I don't see where you imported esapi in the jsp.
Try this:
<%@ page language="java" %>
<%@ taglib uri="/WEB-INF/struts-bean.tld" prefix="bean" %>
<%@ taglib uri="/WEB-INF/struts-html.tld" prefix="html" %>
<%@ taglib uri="/WEB-INF/struts-tiles.tld" prefix="tiles" %>
<%@ page import="java.net.*, org.owasp.esapi.ESAPI, org.owasp.esapi.Validator" %>
<script type="text/javascript" language="javascript">
function validateForm()
{
var userURL = "http://www.google.com";
var isValidURL = <% ESAPI.validator().isValidInput("URLContext", userURL, "URL", 255, false); %>
if (isValidURL) {
alert("true");
} else {
alert("false");
}
}
</script>
Also note, I'd highly suggest doing the validation in the receiving controller and not in the jsp... the overhead for JSP compilation is murder without adding the overhead of parsing input.
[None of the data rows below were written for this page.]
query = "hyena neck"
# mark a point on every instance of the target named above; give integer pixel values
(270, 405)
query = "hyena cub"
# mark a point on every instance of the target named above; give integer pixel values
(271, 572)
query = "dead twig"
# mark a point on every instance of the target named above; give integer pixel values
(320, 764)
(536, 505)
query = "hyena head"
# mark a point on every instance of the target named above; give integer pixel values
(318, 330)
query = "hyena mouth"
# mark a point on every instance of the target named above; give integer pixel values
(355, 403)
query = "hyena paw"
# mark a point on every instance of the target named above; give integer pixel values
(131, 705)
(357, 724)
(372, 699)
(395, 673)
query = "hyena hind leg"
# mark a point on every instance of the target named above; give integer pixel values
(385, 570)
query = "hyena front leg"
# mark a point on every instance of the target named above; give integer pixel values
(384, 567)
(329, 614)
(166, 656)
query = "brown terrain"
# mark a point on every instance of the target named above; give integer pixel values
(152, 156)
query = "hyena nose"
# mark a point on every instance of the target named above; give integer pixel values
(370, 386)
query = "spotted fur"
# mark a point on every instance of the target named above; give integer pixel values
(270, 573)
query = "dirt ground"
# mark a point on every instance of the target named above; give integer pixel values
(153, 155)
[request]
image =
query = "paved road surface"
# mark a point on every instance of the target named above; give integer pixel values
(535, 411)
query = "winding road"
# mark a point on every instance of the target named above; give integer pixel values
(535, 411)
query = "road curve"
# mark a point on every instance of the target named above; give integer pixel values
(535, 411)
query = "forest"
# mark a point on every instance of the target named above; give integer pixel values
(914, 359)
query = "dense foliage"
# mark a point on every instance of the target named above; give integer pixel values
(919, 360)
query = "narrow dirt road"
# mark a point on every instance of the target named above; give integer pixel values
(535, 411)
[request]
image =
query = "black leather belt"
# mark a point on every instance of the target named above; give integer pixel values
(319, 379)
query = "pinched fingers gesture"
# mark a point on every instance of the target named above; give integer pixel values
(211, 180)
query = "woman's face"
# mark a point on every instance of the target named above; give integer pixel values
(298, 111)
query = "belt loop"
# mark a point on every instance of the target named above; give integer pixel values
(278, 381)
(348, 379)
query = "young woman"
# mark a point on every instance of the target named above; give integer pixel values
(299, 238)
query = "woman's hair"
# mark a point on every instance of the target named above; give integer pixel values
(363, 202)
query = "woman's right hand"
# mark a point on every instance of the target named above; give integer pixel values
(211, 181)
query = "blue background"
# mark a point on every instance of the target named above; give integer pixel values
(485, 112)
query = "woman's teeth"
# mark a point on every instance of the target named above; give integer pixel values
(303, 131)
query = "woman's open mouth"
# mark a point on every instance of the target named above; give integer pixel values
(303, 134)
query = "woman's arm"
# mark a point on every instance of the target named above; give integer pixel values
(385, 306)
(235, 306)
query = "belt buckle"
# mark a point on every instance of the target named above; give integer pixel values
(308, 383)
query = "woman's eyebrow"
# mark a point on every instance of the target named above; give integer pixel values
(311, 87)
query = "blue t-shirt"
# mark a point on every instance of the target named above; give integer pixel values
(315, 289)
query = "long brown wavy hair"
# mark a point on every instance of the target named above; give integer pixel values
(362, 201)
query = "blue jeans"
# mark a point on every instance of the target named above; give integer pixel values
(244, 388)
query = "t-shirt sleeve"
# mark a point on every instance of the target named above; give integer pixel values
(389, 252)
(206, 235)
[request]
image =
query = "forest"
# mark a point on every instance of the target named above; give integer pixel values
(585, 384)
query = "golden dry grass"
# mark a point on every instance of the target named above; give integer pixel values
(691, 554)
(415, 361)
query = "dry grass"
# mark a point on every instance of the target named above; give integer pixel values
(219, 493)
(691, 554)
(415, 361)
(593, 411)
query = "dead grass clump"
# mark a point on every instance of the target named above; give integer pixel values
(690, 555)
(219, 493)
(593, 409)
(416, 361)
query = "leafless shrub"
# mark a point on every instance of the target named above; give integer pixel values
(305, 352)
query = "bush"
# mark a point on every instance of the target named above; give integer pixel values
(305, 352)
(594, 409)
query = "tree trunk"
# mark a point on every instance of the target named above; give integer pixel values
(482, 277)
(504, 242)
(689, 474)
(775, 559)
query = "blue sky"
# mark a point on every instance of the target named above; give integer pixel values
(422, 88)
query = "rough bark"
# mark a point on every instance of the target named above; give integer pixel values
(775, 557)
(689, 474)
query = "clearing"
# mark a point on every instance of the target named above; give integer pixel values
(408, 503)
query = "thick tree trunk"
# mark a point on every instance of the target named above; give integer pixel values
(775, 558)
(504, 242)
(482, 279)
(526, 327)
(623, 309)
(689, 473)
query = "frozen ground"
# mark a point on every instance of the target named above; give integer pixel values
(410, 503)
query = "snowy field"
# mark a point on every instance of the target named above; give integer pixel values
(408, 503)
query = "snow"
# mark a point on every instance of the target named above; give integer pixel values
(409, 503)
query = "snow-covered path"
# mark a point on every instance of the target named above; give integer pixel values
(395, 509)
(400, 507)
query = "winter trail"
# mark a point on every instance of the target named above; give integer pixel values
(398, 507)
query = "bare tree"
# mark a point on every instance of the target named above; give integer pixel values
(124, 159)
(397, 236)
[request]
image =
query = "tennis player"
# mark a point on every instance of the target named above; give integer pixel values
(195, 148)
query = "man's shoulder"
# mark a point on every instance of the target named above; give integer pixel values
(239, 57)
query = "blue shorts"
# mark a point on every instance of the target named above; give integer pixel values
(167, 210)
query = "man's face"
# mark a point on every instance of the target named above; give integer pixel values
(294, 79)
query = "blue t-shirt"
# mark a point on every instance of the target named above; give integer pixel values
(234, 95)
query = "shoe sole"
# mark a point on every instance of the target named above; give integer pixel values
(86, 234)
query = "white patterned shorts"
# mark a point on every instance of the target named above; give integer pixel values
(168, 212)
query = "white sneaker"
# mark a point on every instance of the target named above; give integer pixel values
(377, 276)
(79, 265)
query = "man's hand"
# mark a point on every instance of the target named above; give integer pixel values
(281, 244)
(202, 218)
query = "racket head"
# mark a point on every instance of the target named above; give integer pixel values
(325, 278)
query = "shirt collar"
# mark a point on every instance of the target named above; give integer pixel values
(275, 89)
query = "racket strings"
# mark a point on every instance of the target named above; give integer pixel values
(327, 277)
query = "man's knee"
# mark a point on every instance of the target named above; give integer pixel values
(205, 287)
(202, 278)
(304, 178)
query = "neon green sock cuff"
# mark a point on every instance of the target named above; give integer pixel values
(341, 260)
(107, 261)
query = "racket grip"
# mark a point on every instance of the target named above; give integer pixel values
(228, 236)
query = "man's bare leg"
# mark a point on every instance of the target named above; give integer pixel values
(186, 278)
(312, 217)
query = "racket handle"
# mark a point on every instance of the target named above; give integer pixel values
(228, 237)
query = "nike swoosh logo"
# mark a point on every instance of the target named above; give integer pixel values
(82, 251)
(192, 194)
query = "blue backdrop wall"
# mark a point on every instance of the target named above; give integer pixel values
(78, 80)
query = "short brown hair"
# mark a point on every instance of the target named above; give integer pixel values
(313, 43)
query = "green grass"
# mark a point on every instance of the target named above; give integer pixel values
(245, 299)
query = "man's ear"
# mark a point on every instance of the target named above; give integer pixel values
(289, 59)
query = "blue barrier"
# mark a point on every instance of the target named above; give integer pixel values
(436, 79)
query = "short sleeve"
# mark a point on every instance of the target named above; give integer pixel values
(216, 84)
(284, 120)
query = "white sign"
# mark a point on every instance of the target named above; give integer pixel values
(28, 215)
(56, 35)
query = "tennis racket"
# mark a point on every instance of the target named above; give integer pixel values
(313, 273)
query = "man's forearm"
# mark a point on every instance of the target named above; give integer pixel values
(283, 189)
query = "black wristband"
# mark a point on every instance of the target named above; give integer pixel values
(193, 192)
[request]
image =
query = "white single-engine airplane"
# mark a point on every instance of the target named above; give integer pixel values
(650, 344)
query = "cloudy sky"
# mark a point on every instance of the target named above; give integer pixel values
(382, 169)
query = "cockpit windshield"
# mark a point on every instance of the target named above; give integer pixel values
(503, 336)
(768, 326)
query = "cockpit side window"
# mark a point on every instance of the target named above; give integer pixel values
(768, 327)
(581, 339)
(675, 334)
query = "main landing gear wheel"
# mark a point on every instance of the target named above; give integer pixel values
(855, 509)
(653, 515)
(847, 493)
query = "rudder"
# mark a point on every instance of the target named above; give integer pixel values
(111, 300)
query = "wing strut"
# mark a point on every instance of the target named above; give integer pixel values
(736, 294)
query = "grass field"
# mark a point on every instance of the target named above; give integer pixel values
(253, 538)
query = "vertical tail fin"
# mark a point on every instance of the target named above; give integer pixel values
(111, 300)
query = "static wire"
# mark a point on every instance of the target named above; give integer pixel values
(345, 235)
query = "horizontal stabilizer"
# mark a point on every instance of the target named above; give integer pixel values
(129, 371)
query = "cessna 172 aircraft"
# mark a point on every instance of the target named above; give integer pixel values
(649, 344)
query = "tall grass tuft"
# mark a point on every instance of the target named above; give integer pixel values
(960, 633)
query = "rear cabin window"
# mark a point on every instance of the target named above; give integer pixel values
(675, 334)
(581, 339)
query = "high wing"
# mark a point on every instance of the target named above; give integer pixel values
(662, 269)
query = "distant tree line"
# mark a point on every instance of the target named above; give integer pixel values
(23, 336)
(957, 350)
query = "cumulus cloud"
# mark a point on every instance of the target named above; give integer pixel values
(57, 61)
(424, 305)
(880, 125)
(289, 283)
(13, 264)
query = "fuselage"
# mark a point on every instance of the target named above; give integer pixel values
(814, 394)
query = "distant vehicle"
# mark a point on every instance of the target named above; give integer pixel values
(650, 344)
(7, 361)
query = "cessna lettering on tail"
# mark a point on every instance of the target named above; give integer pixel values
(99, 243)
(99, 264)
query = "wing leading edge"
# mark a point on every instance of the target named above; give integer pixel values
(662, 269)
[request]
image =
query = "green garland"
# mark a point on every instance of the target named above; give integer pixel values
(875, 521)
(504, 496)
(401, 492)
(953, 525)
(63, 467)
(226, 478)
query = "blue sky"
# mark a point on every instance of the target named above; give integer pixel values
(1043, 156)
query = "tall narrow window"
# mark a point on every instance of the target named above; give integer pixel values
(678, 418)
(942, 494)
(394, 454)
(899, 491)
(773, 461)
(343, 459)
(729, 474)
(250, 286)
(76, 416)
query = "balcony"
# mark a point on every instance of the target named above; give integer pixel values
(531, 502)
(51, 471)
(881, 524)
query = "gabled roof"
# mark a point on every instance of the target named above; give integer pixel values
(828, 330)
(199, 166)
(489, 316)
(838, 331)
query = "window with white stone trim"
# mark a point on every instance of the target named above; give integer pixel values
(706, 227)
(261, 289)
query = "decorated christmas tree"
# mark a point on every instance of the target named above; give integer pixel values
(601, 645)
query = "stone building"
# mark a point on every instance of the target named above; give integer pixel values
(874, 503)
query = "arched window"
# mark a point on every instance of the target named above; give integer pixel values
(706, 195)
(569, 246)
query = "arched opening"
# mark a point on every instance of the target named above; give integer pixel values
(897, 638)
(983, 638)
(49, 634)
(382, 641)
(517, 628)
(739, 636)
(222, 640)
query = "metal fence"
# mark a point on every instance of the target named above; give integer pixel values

The other warning I'll give you is that if you note esapi documentation, calling isValidInput()
ignores canonicalization which is absolutely critical. You'll want to use getValidInput()
instead. If you feel you need to use isValidInput()
then you'll want to ensure you make a manual call to canonicalize()
which is a method in the Encoder
class. Also, please note that this line:
var isValidURL = ESAPI.validator().isValidInput("URLContext", userURL, "URL", 255, false);
is making a critical mistake in that ESAPI is not a JavaScript
library. This call should look like this:
var isValidURL = <% ESAPI.validator().isValidInput("URLContext", userURL, "URL", 255, false); %>
And in general, as stated above, you want to do this validation on the controller that will be using this jsp as input, not on the jsp itself. (Scriptlets are slow and should be avoided.)